In broader terms, however, Russia’s participation in the Shanghai Cooperation Organization is largely a rear-guard action to counterbalance the region’s seemingly inexorable shift toward China. Mr. Putin relies heavily on China to keep his economy and military production afloat amid Western sanctions, and over the years his government has come to accept Beijing’s growing ties to Central Asia’s former Soviet Republics. The massive gap between Russia’s and Beijing’s economic muscle makes direct competition in Central Asia futile for the Kremlin.
Instead, the Kremlin has sought to maintain a measure of leverage in its former satellites on issues that remain vital to its national interests, including by attending largely symbolic events like the Astana summit. On Wednesday, Mr. Putin will hold six separate meetings with Asian heads of state in Astana, according to Russian state media.
Russia wants to maintain access to Central Asian markets to circumvent Western sanctions. Since the invasion of Ukraine, Russia has obtained billions of dollars’ worth of Western goods by using Central Asian intermediaries. These include consumer goods like luxury cars, as well as electronic components that have been used in military production.
Russia also relies heavily on millions of Central Asian migrants to prop up its economy, as well as to rebuild the occupied parts of Ukraine.
Finally, Russia wants to cooperate with the governments of the largely Muslim nations of Central Asia on security, and the threat of terrorism in particular. These threats were laid bare earlier this year, when a group of Tajik citizens killed 145 people at a Moscow concert hall in the deadliest terror attack in Russia in more than a decade. The Islamic State claimed responsibility for the attack.
Russia and China do not just compete in Central Asia. They often cooperate, because they perceive a shared interest in having stable regimes in the region that have little or no coordination with Western militaries, said Alexander Gabuev, the director of the Carnegie Russia Eurasia Center, a research group.

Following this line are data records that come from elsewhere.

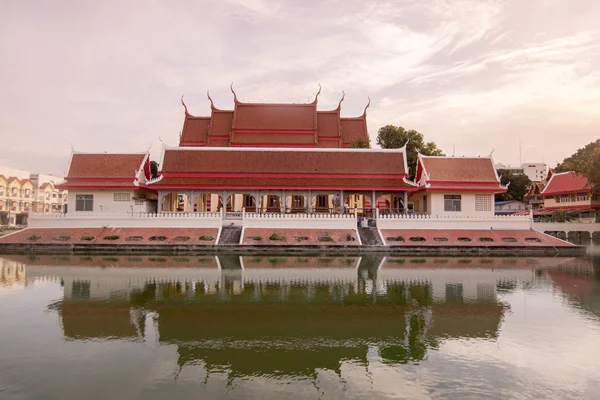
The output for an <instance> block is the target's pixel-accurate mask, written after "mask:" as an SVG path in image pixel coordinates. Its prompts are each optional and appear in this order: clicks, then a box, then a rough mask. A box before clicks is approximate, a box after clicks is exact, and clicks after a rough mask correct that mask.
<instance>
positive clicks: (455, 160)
mask: <svg viewBox="0 0 600 400" xmlns="http://www.w3.org/2000/svg"><path fill="white" fill-rule="evenodd" d="M415 180H416V181H417V182H420V184H421V186H422V188H423V190H426V191H450V190H455V191H470V192H472V191H484V192H495V193H500V192H504V191H506V187H504V186H502V185H501V183H500V179H499V177H498V175H497V174H496V168H495V167H494V162H493V160H492V158H491V157H476V158H472V157H470V158H466V157H446V156H424V155H421V154H419V157H418V160H417V171H416V178H415Z"/></svg>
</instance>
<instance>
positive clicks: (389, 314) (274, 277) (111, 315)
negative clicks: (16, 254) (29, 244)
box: [0, 255, 600, 400]
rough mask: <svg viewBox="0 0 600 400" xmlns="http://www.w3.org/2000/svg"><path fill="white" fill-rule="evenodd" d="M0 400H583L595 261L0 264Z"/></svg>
mask: <svg viewBox="0 0 600 400" xmlns="http://www.w3.org/2000/svg"><path fill="white" fill-rule="evenodd" d="M0 266H1V276H0V321H1V322H0V399H3V400H10V399H227V398H232V399H255V398H256V399H318V398H320V399H346V398H348V399H364V398H370V399H431V398H433V399H586V398H587V399H598V398H600V259H598V258H596V259H594V258H591V257H589V258H585V257H584V258H539V257H537V258H518V257H498V258H494V257H491V258H490V257H487V258H475V257H447V258H441V257H399V256H387V257H386V256H381V255H362V256H348V257H333V256H326V255H319V256H305V255H290V256H268V255H252V256H242V257H240V256H237V255H224V256H218V257H216V256H182V257H166V256H20V255H5V256H0Z"/></svg>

“They see regional stability anchored in authoritarian regimes that are secular, non-Muslim and, to a degree, repressive at home,” he said.
William Fierman, a professor emeritus of Central Asian studies at Indiana University, said that Beijing also faces deep-seated public concern in Central Asia that China may use its huge population and migration to overwhelm the sparsely populated region. Soviet authorities fanned those suspicions for decades, and even a younger generation that did not grow up under Soviet rule now appears to share these concerns, he said.
In Astana, the elephant in the room is likely to be the war in Ukraine. Few experts expect much public discussion of the war at a forum dominated by Beijing, given its indirect support for the Russian war effort.
Mr. Xi will also use his visit to push his vision of building better transportation links across the region, said Wu Xinbo, the dean of the Institute of International Studies at Fudan University in Shanghai. After the summit, Mr. Xi is scheduled to make a state visit to Tajikistan, where the U.S. State Department recently estimated that over 99 percent of foreign investment comes from China.
Many of China’s investments in Central Asia are in infrastructure. China concluded an agreement with Kyrgyzstan and Uzbekistan last month to build a new rail line across both countries. The rail line will give China a shortcut for overland trade with Iran, Afghanistan and Turkmenistan, and beyond them to the Mideast and Europe. China has tried for the past 12 years to expand rail traffic across Russia to carry its exports to Europe, but now wants to add a southerly route.
“From a long-term, strategic perspective, this railway is very important,” said Niva Yau, a nonresident fellow specializing in China’s relations with Central Asia at the Atlantic Council, a Washington research group.
Suhasini Raj and Li You contributed reporting and research.